Wenn der Glaube nicht mehr trägt

Vom Zusammenbruch alter Gewissheiten – und dem Weitergehen auf der Suche nach dem inneren Kompass. 

Von Geburt an wuchs ich mit einem christlich-konservativen Weltbild auf – einem, das Sicherheit versprach, aber auch Angst kannte. Die Bibel wurde mir als einzig gültige Wahrheit vermittelt. Die vollständige Hingabe an Jesus galt als der einzige Weg zur ewigen Herrlichkeit bei Gott, andernfalls blieb nur die ewige Verdammnis in Finsternis. 

Ich lernte früh, diese Lehrmeinung zu meiner eigenen Überzeugung zu machen und als vorbildliches Kind Gottes zu glänzen. Hoffnung und Ansporn waren für mich das nahende Königreich Gottes, die Wiederkunft Jesu und die Entrückung ins Himmelreich. 

Als junger Erwachsener erhielt ich selbst Verantwortung und begann, Kinder in diesem Glauben zu unterweisen. In dieser Zeit fing ich an, einzelne fundamentalistische Lehrmeinungen zu hinterfragen und einen etwas liberaleren Standpunkt einzunehmen. Immer wieder kamen Zweifel an meiner Heilsgewissheit auf. Doch durch persönliche Gespräche oder einschlägige Literatur ließen sich diese Zweifel immer wieder befrieden. So konnte ich viele weitere Jahre als gereifter und überzeugter Christ unterwegs sein. 

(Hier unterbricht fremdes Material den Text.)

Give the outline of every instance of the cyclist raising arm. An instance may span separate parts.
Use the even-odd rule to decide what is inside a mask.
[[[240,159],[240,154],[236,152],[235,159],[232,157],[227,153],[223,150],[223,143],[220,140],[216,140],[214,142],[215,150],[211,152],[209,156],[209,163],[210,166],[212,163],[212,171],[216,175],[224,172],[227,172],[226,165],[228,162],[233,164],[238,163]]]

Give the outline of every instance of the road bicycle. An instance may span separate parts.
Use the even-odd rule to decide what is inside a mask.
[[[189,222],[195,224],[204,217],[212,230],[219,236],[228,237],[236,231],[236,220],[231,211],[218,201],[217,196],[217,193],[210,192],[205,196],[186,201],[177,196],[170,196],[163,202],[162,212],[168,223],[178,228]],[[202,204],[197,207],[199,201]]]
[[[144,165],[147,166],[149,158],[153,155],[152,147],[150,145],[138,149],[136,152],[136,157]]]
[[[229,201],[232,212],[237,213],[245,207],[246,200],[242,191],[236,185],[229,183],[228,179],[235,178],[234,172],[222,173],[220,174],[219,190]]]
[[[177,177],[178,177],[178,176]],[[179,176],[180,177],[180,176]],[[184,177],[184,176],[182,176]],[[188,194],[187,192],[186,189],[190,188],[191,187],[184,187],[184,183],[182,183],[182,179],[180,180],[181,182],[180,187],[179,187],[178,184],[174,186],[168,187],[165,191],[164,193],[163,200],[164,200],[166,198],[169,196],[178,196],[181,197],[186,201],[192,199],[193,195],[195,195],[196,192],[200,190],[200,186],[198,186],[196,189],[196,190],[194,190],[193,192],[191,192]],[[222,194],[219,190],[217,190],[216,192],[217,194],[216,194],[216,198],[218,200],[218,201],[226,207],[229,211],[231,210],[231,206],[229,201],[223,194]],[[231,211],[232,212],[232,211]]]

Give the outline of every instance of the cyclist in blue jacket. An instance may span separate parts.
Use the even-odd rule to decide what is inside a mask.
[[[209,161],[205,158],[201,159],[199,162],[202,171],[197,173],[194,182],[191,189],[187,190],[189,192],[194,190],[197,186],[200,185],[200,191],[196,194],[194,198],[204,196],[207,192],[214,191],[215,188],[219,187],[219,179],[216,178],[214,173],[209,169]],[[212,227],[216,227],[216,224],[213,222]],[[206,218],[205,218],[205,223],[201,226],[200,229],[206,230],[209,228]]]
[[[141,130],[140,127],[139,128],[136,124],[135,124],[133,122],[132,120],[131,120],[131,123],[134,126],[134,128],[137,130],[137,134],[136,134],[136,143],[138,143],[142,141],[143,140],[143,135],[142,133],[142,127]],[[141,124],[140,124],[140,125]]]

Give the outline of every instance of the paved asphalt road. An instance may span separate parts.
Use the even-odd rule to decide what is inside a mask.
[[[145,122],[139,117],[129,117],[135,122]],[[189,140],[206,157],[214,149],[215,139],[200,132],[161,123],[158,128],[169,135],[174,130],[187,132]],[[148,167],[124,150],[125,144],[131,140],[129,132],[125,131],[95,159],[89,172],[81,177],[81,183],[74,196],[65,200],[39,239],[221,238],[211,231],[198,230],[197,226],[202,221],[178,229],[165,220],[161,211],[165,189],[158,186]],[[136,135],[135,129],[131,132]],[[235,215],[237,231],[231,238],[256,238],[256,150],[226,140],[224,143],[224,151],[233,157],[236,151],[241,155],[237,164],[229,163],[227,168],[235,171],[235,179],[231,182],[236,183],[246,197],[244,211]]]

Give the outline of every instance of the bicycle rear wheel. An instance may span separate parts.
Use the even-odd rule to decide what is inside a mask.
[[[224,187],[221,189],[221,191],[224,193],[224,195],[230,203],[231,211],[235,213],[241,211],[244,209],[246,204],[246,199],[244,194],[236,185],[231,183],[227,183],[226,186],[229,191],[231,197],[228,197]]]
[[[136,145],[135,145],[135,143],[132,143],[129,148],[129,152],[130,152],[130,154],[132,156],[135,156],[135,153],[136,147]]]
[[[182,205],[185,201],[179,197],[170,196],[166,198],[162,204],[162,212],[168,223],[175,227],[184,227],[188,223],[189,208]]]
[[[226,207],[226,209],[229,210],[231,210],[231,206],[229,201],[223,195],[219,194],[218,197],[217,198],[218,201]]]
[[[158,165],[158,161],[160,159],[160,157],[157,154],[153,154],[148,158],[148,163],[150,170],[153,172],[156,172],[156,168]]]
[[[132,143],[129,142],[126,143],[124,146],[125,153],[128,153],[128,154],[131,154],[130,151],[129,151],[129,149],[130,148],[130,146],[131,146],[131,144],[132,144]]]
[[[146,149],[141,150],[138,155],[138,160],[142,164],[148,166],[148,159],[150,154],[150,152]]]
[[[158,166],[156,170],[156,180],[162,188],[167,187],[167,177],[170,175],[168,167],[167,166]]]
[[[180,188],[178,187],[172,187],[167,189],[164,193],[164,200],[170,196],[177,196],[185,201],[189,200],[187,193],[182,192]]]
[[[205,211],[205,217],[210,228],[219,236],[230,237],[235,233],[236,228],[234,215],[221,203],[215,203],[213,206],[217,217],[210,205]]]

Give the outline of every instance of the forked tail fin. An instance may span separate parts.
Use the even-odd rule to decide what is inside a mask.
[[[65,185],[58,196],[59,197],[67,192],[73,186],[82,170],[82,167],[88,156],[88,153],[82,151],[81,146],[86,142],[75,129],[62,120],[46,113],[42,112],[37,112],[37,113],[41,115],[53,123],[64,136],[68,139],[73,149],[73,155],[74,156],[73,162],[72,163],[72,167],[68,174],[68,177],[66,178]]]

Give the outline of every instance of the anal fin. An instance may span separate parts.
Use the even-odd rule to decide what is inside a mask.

Das Leben nahm seinen Lauf und konfrontierte mich mit dicht aufeinanderfolgenden, extremen Herausforderungen. Sie brachten mich zunehmend an den Rand des Schaffbaren. Gerade in dieser Zeit suchte ich besonders intensiv nach Gottes Hilfe und Trost – doch Gott hüllte sich in Schweigen. 

Am Ende landete ich in Burnout und Depression. Und ich wusste: Mein Glaube und meine bisherigen Überzeugungen brechen gerade unwiederbringlich zusammen. Ich stürzte in einen schwarzen Abgrund – ohne Halt, ohne Licht, ohne Hoffnung. Es fühlte sich an wie der Tod meiner Seele. 

Alles, was meinem Leben bis dahin Sinn, Ziel und Orientierung gegeben hatte, war auf einen Schlag ausgelöscht. 

Es war für mich unvorstellbar, wie mein Leben weitergehen sollte. Ein weiterer „Reset im Glauben“ war ausgeschlossen. Das hatte ich schon unzählige Male versucht – ohne Erfolg, ohne göttliches Eingreifen. 

Das eigentlich Herausfordernde an dieser Situation war jedoch: Obwohl ich das Gefühl hatte, nicht mehr weiterleben zu können, ging das Leben trotzdem weiter. Der Alltag stellte keine Fragen, sondern machte einfach weiter. 

Ich musste bei Null anfangen. Mit einem leeren weißen Blatt Papier. Es wartete darauf, beschrieben zu werden. 

Das Ungewohnte – und zutiefst Beunruhigende – war, dass ich plötzlich selbst in der Verantwortung stand, dieses Blatt zu füllen. Bis dahin hatten Autoritäten des christlichen Glaubens meinem Leben Sinn, Richtung und Deutung gegeben. Doch diese hatten in meinem Inneren auf einmal ausgedient. 

Vielleicht hast du etwas Ähnliches erlebt. 
Vielleicht stehst du auch vor einem leeren Blatt, ohne Gewissheiten, ohne tragenden Glauben. 

Dann könnte es sein, dass wir Weggefährten sind – auf der Suche nach einem inneren Kompass.